The recursive partitions using smaller additive trees, which are unique to BT and BF methods identified a set of predictor variables that were common to both modeling types. Four common predictor variables in these bootstrapped additive trees for MDF were: ‘face plate position’, ‘press position time’, ‘face steam flow’, and ‘adhesive percent’ (Table 2). The R² in training and validation for the BT was 0.758 and 0.552, respectively. The R² in training and R² in validation for the BF was 0.628 and 0.484, respectively. Even though the R² in validation is not high, these common variables explain a reasonable proportion of the variation influencing tensile strength. Screening designs may not have led to a similar result in a short amount of time. The means and variances of the dependent variable tensile strength (kPa) in the training and validation datasets were similar for the 10-fold cross validation with an

\overset{=}{x} = 946.7, \bar{s} = 95.6 \bar{M} = 944.6, \bar{C V} = 10.1 %

in the training dataset; and

\overset{=}{x} = 946.4, \bar{s} = 91.2, \bar{M} = 945.9, \bar{C V} = 9.6 %

in the validation dataset.

The boosted tree (BT) and bootstrap forest (BF) with k = 1000 and k = 10,000 bootstraps for the OSB data revealed a set of five common predictor variables: ‘wet bin speed’, ‘flake moisture content’, ‘dryer inlet temperature’, ‘dryer outlet temperature’, and ‘wood weight’ (Table 3). The R² in training and R² in validation for the BT was 0.675 and 0.410, respectively. The R² in training and validation for the BF were 0.534 and 0.304, respectively. The means and variances of the dependent variable ultimate static load (kg) in the training and validation datasets were similar across the 10-fold cross validation with an

\overset{=}{x} = 213.7, \bar{s} = 28.1, \bar{M} = 210.6, \bar{C V} = 5.9 %

in the training dataset; and

\overset{=}{x} = 204.8, \bar{s} = 27.7, \bar{M} = 204.0, \bar{C V} = 6.1 %

in the validation dataset. Again, even though the R² in validation is not high, these five variables explain a reasonable proportion of the variation influencing ultimate static load. In order to find reasonable split points and levels for factors to be tested in designed experiment regression, tree models were developed using the five common independent variables previously mentioned.

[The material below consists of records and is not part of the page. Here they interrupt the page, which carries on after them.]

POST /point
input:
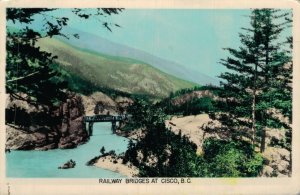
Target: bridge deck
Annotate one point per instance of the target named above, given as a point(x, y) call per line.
point(104, 118)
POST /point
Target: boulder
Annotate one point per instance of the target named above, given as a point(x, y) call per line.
point(68, 165)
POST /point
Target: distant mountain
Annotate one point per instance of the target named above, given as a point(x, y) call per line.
point(96, 43)
point(106, 71)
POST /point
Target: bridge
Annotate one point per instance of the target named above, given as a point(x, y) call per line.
point(103, 118)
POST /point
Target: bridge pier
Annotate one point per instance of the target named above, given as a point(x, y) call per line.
point(113, 126)
point(91, 128)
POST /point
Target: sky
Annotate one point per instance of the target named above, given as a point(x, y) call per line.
point(193, 38)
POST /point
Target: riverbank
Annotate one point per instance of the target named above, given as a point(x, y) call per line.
point(190, 126)
point(114, 163)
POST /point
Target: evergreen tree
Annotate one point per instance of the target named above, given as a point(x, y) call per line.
point(252, 88)
point(30, 70)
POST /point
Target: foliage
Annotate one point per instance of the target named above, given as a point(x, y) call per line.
point(30, 70)
point(162, 153)
point(231, 159)
point(259, 77)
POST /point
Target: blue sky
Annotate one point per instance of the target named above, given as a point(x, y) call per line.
point(193, 38)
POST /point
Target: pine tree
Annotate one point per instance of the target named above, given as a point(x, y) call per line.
point(252, 88)
point(30, 70)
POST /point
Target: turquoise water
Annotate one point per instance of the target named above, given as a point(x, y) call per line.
point(43, 164)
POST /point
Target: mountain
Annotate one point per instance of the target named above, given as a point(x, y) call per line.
point(106, 71)
point(96, 43)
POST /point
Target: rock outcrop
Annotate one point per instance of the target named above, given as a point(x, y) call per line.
point(46, 128)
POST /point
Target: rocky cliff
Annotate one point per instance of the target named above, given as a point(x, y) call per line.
point(40, 127)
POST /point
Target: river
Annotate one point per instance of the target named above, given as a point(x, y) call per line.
point(44, 164)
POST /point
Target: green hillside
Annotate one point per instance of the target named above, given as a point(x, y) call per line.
point(122, 74)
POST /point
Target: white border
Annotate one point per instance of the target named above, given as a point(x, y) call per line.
point(199, 185)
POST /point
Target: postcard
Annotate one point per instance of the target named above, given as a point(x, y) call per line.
point(150, 97)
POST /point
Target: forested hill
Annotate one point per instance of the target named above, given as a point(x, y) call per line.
point(119, 73)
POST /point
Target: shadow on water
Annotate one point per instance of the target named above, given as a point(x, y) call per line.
point(44, 164)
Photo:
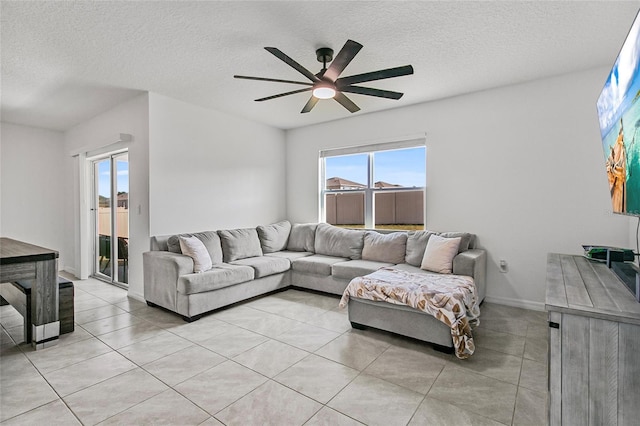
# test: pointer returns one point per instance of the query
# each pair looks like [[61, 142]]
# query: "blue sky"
[[622, 83], [406, 167], [104, 187]]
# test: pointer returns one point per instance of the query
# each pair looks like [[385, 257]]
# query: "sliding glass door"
[[111, 218]]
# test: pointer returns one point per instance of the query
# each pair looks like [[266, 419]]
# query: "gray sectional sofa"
[[254, 261]]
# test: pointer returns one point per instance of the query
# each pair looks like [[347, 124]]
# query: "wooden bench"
[[18, 294]]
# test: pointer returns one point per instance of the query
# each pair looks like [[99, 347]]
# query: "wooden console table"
[[594, 347], [23, 261]]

4.2. RT Models as a Precursor for Response Surface Methods

The following examples for designed experiments are presented to demonstrate that kernel tree results can be helpful in designing a DOE without time consuming prescreening designs. Assuming that experimental runs are costly, several response surface designs are presented that minimize the number of runs while maintaining an

α = 0.05

while maximizing the power of the experiment.

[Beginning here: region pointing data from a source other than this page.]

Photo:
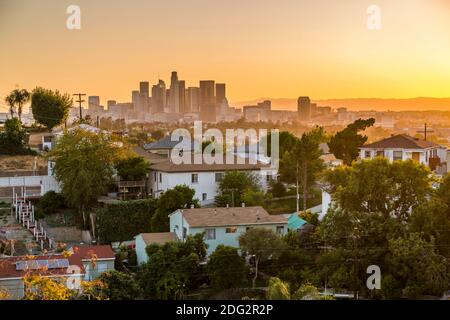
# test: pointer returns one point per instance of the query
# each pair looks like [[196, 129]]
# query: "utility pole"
[[80, 100]]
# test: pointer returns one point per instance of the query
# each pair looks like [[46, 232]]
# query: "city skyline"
[[281, 50]]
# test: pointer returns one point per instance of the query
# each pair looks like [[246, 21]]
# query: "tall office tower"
[[110, 103], [207, 101], [182, 95], [174, 102], [193, 99], [304, 108], [136, 99], [94, 104], [158, 97]]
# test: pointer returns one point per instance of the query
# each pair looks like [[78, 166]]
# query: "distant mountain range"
[[411, 104]]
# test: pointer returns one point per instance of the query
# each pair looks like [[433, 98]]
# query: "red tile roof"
[[80, 253], [401, 141]]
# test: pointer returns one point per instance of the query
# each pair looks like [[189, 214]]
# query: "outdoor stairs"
[[25, 215]]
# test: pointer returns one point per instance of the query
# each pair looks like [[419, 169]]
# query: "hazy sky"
[[260, 48]]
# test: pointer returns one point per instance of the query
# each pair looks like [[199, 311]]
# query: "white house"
[[203, 178], [142, 240], [224, 225], [403, 147]]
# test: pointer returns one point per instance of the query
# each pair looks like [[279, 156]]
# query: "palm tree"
[[17, 97]]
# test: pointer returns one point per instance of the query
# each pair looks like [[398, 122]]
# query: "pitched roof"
[[217, 217], [402, 141], [158, 237], [8, 265]]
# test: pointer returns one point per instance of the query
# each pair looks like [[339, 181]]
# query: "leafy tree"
[[302, 163], [345, 144], [84, 167], [12, 140], [173, 199], [50, 108], [116, 285], [232, 186], [260, 244], [226, 269], [43, 288], [133, 168], [17, 97]]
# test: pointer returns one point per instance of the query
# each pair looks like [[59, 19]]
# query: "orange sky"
[[260, 48]]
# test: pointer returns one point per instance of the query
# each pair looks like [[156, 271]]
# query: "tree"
[[17, 97], [232, 186], [43, 288], [50, 108], [173, 199], [302, 164], [12, 140], [225, 268], [260, 244], [345, 144], [84, 167], [132, 168], [116, 285]]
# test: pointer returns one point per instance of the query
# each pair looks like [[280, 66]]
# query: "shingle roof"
[[401, 141], [158, 237], [8, 265], [216, 217]]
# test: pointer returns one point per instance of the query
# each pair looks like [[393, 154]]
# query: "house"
[[143, 240], [224, 225], [85, 263], [203, 178], [403, 147]]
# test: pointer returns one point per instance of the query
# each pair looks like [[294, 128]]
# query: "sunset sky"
[[260, 48]]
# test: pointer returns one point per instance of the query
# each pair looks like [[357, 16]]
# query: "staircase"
[[25, 215]]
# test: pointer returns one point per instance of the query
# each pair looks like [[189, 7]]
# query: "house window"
[[219, 176], [398, 155], [210, 234], [231, 230]]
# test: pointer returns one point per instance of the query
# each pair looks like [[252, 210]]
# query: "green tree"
[[132, 168], [173, 199], [116, 285], [17, 97], [260, 244], [345, 144], [225, 268], [50, 108], [84, 167], [232, 186], [302, 164]]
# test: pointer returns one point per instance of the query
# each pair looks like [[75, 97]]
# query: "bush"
[[122, 221]]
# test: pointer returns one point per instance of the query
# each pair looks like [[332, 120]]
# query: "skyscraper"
[[158, 97], [207, 101], [174, 102], [304, 108]]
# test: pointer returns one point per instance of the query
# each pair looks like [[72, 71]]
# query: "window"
[[231, 230], [398, 155], [219, 176], [210, 234]]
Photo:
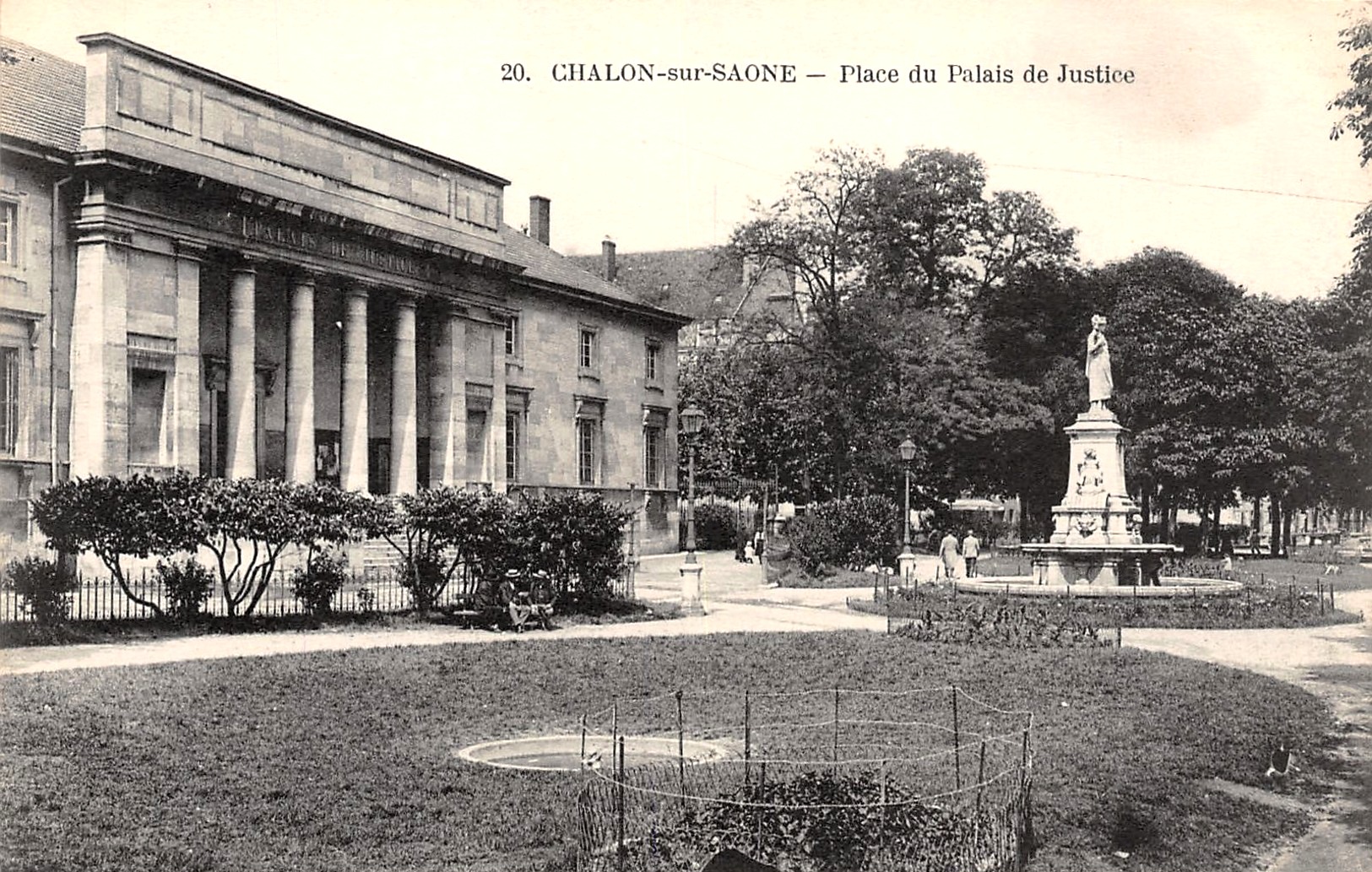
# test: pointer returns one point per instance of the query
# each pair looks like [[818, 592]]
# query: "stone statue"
[[1101, 382], [1088, 474]]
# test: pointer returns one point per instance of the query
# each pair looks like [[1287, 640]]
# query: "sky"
[[1220, 145]]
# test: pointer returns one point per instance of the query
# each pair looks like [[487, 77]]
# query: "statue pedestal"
[[1097, 529], [1097, 507]]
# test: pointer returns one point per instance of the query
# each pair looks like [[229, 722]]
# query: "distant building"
[[715, 287], [201, 276]]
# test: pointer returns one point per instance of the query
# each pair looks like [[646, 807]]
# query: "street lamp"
[[907, 557], [691, 419]]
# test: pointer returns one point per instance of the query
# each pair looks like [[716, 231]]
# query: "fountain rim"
[[1170, 587], [696, 750]]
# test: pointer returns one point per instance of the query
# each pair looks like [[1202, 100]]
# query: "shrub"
[[424, 575], [320, 580], [187, 586], [717, 527], [122, 517], [1326, 554], [43, 586], [577, 538], [851, 533]]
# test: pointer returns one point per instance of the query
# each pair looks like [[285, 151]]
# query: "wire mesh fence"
[[827, 779]]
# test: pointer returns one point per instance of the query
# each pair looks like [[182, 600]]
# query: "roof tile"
[[41, 96]]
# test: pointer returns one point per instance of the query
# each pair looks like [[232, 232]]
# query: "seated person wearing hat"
[[541, 598], [513, 601]]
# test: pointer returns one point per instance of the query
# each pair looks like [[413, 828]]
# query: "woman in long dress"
[[1099, 382]]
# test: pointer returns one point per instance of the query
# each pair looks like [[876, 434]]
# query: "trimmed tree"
[[247, 524], [121, 517]]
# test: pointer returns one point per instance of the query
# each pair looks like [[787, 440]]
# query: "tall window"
[[147, 404], [8, 399], [586, 358], [513, 439], [8, 219], [652, 360], [588, 452], [653, 457]]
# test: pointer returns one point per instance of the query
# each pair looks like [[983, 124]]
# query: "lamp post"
[[691, 420], [907, 558]]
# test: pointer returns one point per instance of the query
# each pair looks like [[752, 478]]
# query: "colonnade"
[[447, 408]]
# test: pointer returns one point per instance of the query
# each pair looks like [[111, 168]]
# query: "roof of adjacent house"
[[702, 283], [41, 96], [544, 263]]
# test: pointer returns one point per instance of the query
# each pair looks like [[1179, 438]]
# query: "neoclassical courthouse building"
[[198, 274]]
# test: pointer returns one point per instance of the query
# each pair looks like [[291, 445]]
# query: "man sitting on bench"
[[541, 598], [513, 599]]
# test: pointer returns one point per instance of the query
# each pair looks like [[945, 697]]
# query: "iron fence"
[[100, 598]]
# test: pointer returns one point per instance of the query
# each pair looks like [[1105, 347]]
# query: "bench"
[[509, 604]]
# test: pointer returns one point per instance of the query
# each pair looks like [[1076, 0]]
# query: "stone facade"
[[720, 291], [241, 285]]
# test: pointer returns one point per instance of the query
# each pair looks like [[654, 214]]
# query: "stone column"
[[99, 425], [497, 425], [355, 423], [404, 425], [241, 439], [447, 406], [187, 377], [300, 384]]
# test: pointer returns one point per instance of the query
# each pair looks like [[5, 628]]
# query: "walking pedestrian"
[[970, 549], [948, 554]]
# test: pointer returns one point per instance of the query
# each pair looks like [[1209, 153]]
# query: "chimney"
[[608, 255], [538, 219]]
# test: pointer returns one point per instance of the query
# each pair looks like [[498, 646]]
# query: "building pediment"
[[144, 106]]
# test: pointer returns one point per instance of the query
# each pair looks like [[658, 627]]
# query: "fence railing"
[[100, 598], [369, 590]]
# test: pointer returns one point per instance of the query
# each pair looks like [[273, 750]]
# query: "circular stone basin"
[[1027, 586], [564, 753]]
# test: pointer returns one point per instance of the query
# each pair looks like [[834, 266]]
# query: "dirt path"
[[1335, 663]]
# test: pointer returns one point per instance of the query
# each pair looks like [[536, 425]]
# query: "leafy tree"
[[121, 517], [933, 237], [437, 531], [248, 523], [887, 258], [577, 539]]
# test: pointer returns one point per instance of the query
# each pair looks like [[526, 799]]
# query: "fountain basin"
[[1028, 586], [563, 753]]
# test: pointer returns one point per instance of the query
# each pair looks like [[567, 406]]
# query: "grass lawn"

Designs for MDF from the RT model. From the RT model for MDF, a fractional factorial Resolution IV design with 2^k−1, k = 4 with a replicate would require n = 16 runs. This design has a power of 82% for the main effects (

α = 0.05

), given a standard deviation of 95 kPa with the ability to detect a difference in the mean tensile strength of 950 kPa (Table 4). From the RT model results (Figure 1), the factor notation is: A = ‘face plate position’, B = ‘adhesive percent’, C = ‘press position time’, and D = ‘face steam flow.’ The aliasing structure for this fractional factorial design is A = BCD, B = ACD, C = ABD, D = ABC, AB = CD, AC = BD, and AD = BC. Even though this may be a feasible design for the analyst, it only explores the corner points of the data space. Box and Behnken [1] proposed the Box–Behnken design when points at the corners are costly [48]. A Box–Behnken design with n = 27 runs is presented in Figure 3, with the run order given in Table 5. If the analyst can afford three more experimental runs and corner points may be risky for the process, a spherical circumscribed central composite (CCD) RSM, k = 4, with four axial points is an option (Figure 3). A full factorial design would have only the corner points examined and requires n = 32 runs which includes a replicate.

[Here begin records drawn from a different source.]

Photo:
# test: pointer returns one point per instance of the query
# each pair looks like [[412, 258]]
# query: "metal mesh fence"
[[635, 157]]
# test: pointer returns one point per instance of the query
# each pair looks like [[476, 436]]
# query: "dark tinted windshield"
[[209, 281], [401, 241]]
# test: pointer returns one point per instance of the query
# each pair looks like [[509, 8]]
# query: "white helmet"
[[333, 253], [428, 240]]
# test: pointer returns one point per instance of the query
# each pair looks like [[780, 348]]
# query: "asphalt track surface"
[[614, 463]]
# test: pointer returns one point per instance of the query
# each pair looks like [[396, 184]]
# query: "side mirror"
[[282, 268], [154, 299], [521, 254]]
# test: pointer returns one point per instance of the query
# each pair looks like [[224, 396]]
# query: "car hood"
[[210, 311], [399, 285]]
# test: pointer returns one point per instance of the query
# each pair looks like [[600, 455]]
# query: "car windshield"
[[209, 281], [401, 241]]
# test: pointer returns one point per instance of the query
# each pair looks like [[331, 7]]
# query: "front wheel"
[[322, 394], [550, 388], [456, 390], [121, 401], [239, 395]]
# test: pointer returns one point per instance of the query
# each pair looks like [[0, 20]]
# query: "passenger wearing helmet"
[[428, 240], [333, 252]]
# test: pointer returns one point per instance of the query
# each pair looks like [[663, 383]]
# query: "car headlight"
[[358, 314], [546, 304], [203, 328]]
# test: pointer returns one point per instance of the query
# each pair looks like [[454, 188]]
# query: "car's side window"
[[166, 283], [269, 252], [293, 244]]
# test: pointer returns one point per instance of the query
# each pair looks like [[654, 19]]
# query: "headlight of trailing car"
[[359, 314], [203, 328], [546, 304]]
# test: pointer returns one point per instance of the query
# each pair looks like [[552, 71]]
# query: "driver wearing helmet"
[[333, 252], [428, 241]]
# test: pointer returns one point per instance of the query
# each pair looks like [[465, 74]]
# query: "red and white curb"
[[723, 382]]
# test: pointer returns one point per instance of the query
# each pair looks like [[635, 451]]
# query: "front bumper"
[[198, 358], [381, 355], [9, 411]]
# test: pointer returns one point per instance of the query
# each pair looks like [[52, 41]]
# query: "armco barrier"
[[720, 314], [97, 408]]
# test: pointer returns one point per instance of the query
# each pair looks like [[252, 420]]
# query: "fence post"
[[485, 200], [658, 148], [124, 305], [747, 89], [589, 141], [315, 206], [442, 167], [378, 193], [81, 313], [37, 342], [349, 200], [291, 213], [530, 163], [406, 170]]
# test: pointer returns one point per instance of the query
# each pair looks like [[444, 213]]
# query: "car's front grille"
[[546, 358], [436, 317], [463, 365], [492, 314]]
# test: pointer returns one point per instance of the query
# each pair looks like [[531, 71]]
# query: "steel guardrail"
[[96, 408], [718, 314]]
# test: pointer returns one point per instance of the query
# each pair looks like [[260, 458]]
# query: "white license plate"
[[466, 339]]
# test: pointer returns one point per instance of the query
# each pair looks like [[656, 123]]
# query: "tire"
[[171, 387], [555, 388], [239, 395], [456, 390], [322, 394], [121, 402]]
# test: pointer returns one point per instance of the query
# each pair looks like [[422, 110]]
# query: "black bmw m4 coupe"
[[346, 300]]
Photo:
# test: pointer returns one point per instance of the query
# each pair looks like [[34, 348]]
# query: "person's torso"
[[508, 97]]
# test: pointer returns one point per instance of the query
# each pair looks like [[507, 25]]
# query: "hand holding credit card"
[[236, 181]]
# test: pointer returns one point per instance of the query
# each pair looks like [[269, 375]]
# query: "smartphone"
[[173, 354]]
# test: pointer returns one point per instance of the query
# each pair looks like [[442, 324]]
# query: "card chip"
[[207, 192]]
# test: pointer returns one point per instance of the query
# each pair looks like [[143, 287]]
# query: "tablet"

Designs for OSB from the RT model. Given that the OSB RT model resulted in three significant factors, A = ‘dryer inlet temperature’, B = ‘mat weight’, and C = ‘wet bin speed’ at an

α = 0.05

, a full factorial design is feasible, e.g., 2^k, k = 3, n = 16 with a power of 84% for significant main effects (assuming an

α = 0.05

for the experiment) (see Table 6 and Figure 2). Even though this design has no aliasing assumptions, it only explores corner points. A Box–Behnken RSM design would require two fewer runs, n = 15, with three center points (Figure 3). An alternative design would be a spherical circumscribed CCD RSM design with n = 17, k = 3, with four axial points (Figure 3), where the run order is presented in Table 7. Even though there are many other feasible designs, the aforementioned designs were developed to minimize the number of experimental runs while using the helpful results of the RT models.

5. Conclusions

Identifying interaction effects is important in innovation and product development. Kernel tree methods provide an accepted data science approach for enhancing the applied sciences. Such methods quickly identify and quantify undiscovered interactions among regressors. In this research, boosted trees and random forest models were constructed from two different manufacturing systems. Common significant variables in the models that effected strength of materials were related to speed of the process, fiber refining, pressing time, and pressing pressures. Experimental designs were proposed with a Resolution > III, while incorporating the aliasing structure identified from the RT models. Possible designs with four factors were: fractional factorial Resolution IV; Box–Behnken RSM; and CCD spherical circumscribed designs. The above designs were selected to minimize the number of experimental runs while sustaining inference. The hierarchy of interaction effects and split-points of regressors in kernel tree models may provide applied scientists with an important foundation for planning a designed experiment while minimizing the costs during innovation development. If feasible, future studies will explore support vector machine, Bayesian additive regression trees (BART), etc., for comparative analyses.

Author Contributions

All authors contributed to the development of this paper. T.M.Y. did the primary statistical analysis and development of original draft manuscript. R.A.B. and T.L. were instrumental in procuring the industrial datasets and validating the results of the models. A.P.’s contribution was invaluable in advising on the methodology, results, and the review of the overall manuscript. All authors have read and agreed to the published version of the manuscript.

Funding

This research was funded by the University of Tennessee Institute of Agriculture AgResearch McIntire-Stennis project [TEN00MS-107] APC funded by [1006012].

Conflicts of Interest

No conflicts of interest.

References

Box, G.E.P.; Behnken, D. Some new three level designs for the study of quantitative variables. Technometrics 1960, 2, 455–475. [Google Scholar] [CrossRef]
Fielding, A. Binary segmentation: The automatic detector and related techniques for exploring data structure. In The Analysis of Survey Data, Exploring Data Structures; O’Muircheartaigh, C.A., Payne, C., Eds.; John Wiley and Sons, Inc.: New York, NY, USA, 1977; Volume I, pp. 221–257. [Google Scholar]
Kass, G.V. Significance testing in automatic interaction detection (A.I.D.). Appl. Stat. 1975, 24, 178–189. [Google Scholar] [CrossRef]
Loh, W.Y. Regression trees with unbiased variable selection and interaction detection. Stat. Sin. 2002, 12, 361–386. [Google Scholar]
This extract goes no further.